Es existieren nur wenige Informationen über Juden in Reppen (heute Rzepin). Erste Erwähnungen jüdischen Lebens in der gegenwärtig circa 6.600 Einwohner fassenden Stadt gibt es im 14. Jahrhundert. Jedoch liegen für die folgenden Jahrhunderte kaum weitere Informationen vor, auch die Existenz einer Synagoge oder einer Betstube kann nicht belegt werden. Rechtliche Erwähnung von Juden und Jüdinnen in Reppen finden sich in den Jahren 1808 durch das „Recht zur Niederlassung und Verheiratung der Schutzjuden zu Reppen“ sowie in Aufenthaltserlaubnissen für jüdische Familien in den Jahren 18012 bis 1829. Es ist anzunehmen, dass sie eine enge Anbindung an jüdischen Gemeinden der Umgebung besaßen. Wie Dokumente aus dem Brandenburgischen Landeshauptarchiv belegen, wurde 1854 offiziell ein Synagogenbezirk Reppen gegründet. 1855 besaß Reppen knapp 3.500 Einwohner, von denen 26 Juden waren.
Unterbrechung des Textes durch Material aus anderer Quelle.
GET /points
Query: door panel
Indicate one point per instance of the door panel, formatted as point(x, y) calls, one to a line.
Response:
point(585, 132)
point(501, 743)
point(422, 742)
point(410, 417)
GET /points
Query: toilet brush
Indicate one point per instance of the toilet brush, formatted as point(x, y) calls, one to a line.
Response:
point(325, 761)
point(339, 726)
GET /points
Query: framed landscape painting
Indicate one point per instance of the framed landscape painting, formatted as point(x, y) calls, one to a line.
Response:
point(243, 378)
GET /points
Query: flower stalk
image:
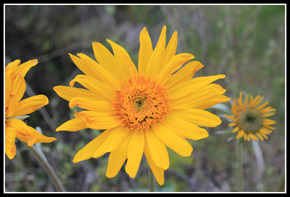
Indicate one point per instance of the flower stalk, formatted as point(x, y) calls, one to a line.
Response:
point(151, 181)
point(241, 170)
point(44, 163)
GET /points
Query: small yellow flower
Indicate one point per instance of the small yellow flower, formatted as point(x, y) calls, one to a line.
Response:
point(144, 110)
point(251, 120)
point(15, 108)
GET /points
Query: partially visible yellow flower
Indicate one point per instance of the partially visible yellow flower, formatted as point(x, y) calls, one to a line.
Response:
point(251, 120)
point(15, 108)
point(142, 111)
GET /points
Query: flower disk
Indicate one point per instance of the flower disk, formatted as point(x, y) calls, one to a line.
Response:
point(141, 103)
point(141, 109)
point(250, 119)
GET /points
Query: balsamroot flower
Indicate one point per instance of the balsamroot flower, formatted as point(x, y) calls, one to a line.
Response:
point(251, 120)
point(15, 108)
point(142, 111)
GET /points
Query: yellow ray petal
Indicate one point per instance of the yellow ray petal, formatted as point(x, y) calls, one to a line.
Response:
point(268, 122)
point(172, 140)
point(157, 150)
point(135, 153)
point(184, 128)
point(198, 117)
point(156, 61)
point(93, 69)
point(89, 104)
point(18, 88)
point(30, 104)
point(145, 51)
point(185, 73)
point(191, 86)
point(170, 50)
point(211, 102)
point(23, 68)
point(12, 65)
point(97, 120)
point(94, 85)
point(87, 151)
point(72, 125)
point(157, 171)
point(10, 148)
point(118, 157)
point(207, 95)
point(28, 134)
point(105, 58)
point(123, 58)
point(68, 93)
point(173, 65)
point(112, 142)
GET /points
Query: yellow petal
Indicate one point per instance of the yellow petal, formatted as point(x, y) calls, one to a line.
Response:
point(10, 148)
point(157, 150)
point(12, 65)
point(135, 153)
point(198, 117)
point(170, 50)
point(185, 73)
point(156, 61)
point(172, 140)
point(105, 58)
point(145, 51)
point(72, 125)
point(185, 129)
point(112, 142)
point(97, 120)
point(123, 58)
point(28, 134)
point(192, 86)
point(68, 93)
point(205, 96)
point(173, 65)
point(157, 171)
point(94, 85)
point(18, 88)
point(268, 122)
point(30, 104)
point(93, 69)
point(89, 104)
point(87, 151)
point(118, 157)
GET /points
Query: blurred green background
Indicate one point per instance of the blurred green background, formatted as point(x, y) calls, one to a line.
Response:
point(245, 42)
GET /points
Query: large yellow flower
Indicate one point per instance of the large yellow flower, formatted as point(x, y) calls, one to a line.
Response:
point(15, 108)
point(144, 110)
point(250, 119)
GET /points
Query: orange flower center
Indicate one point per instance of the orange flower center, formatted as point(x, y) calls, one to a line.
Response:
point(140, 103)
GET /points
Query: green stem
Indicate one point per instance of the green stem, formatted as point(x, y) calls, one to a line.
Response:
point(282, 183)
point(151, 181)
point(42, 160)
point(240, 161)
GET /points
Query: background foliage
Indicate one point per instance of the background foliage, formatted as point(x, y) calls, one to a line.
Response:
point(245, 42)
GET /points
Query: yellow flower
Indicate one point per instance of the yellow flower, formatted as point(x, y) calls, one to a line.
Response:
point(15, 108)
point(144, 110)
point(251, 120)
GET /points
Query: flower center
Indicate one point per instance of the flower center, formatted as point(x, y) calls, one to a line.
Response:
point(250, 121)
point(140, 103)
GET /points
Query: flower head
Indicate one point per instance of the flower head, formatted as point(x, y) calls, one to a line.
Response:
point(251, 120)
point(15, 108)
point(142, 111)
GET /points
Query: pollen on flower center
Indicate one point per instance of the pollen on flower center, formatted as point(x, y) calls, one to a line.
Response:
point(250, 121)
point(140, 103)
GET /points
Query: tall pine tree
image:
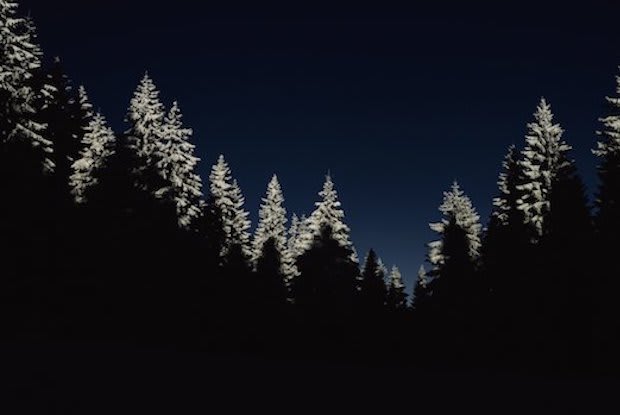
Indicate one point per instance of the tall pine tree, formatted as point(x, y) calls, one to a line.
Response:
point(177, 166)
point(542, 159)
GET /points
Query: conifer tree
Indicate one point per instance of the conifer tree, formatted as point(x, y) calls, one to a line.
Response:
point(145, 117)
point(458, 207)
point(396, 295)
point(229, 200)
point(20, 58)
point(99, 143)
point(240, 224)
point(542, 159)
point(63, 115)
point(272, 222)
point(505, 205)
point(177, 166)
point(372, 291)
point(328, 213)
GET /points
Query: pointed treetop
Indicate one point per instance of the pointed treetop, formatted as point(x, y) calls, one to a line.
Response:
point(458, 208)
point(328, 213)
point(272, 221)
point(544, 156)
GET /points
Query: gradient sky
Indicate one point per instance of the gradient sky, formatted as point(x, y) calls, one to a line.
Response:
point(396, 102)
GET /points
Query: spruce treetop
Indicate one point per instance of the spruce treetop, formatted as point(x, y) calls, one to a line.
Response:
point(543, 158)
point(457, 207)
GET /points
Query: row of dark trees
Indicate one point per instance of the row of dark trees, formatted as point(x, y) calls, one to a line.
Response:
point(110, 237)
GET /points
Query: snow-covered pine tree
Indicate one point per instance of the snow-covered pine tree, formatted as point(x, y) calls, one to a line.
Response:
point(177, 166)
point(271, 223)
point(63, 113)
point(543, 157)
point(456, 205)
point(145, 117)
point(396, 295)
point(240, 224)
point(227, 197)
point(505, 204)
point(20, 57)
point(99, 143)
point(328, 212)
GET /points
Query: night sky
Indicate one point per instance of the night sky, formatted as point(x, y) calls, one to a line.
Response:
point(396, 102)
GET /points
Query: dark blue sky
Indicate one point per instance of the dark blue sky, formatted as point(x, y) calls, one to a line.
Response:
point(397, 102)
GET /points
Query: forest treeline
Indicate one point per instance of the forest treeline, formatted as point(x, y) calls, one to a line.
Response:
point(110, 236)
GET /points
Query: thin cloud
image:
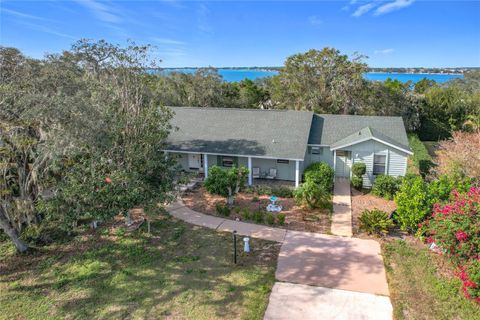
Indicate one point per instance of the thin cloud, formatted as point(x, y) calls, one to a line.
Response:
point(364, 9)
point(44, 29)
point(314, 20)
point(175, 52)
point(100, 10)
point(393, 6)
point(24, 15)
point(167, 41)
point(384, 51)
point(203, 23)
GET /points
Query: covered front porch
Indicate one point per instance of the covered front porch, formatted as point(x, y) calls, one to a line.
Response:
point(261, 170)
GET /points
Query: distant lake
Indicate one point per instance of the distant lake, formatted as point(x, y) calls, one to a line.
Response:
point(232, 75)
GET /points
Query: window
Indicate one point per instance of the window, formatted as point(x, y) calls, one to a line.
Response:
point(379, 164)
point(316, 150)
point(227, 162)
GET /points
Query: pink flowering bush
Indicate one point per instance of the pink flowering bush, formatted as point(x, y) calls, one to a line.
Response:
point(455, 228)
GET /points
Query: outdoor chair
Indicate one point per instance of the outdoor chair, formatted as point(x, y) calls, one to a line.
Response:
point(272, 174)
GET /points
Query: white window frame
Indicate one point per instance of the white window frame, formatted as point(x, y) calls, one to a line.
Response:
point(230, 161)
point(375, 163)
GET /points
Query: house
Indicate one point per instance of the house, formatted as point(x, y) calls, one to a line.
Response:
point(280, 144)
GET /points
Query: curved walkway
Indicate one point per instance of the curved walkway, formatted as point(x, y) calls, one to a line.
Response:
point(321, 276)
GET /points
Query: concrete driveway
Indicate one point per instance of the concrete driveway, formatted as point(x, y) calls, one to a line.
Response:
point(332, 262)
point(297, 301)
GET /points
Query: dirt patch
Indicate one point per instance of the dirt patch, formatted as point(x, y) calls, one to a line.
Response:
point(296, 218)
point(361, 202)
Aus Reppen sind die zwei jüdischen Familien Dresel und Simon namentlich bekannt. Abraham Dresel (geb. am 15.10.1818 in Grätz als Sohn von Freide [sic], geb. Neumann, und Itzig Dresel; gest. am 17.08.1895 in Chemnitz) arbeitete als Kaufmann und war Vorsteher der Jüdischen Gemeinde in Reppen. Gemeinsam mit seiner Frau Susanne (geb. am 02.08.1824 in Fraustadt als Tochter von Dorothee, geb. Brunn, und Samuel Simon; gest. am 08.01.1885 in Chemnitz) hatte er zwei Söhne: Wilhelm und Hugo. Beide waren ebenfalls als Kaufmann tätig. Wilhelm (geb. am 15.03.1852 in Reppen; gest. am 26.11.1927 in Berlin) heiratete Sophie Simon am 26.08.1876 in Guben. Hugo wurde 1857 ebenfalls in Reppen geboren und heiratete Anna Sobersky. Er starb am 17.08.1895 in Chemnitz.     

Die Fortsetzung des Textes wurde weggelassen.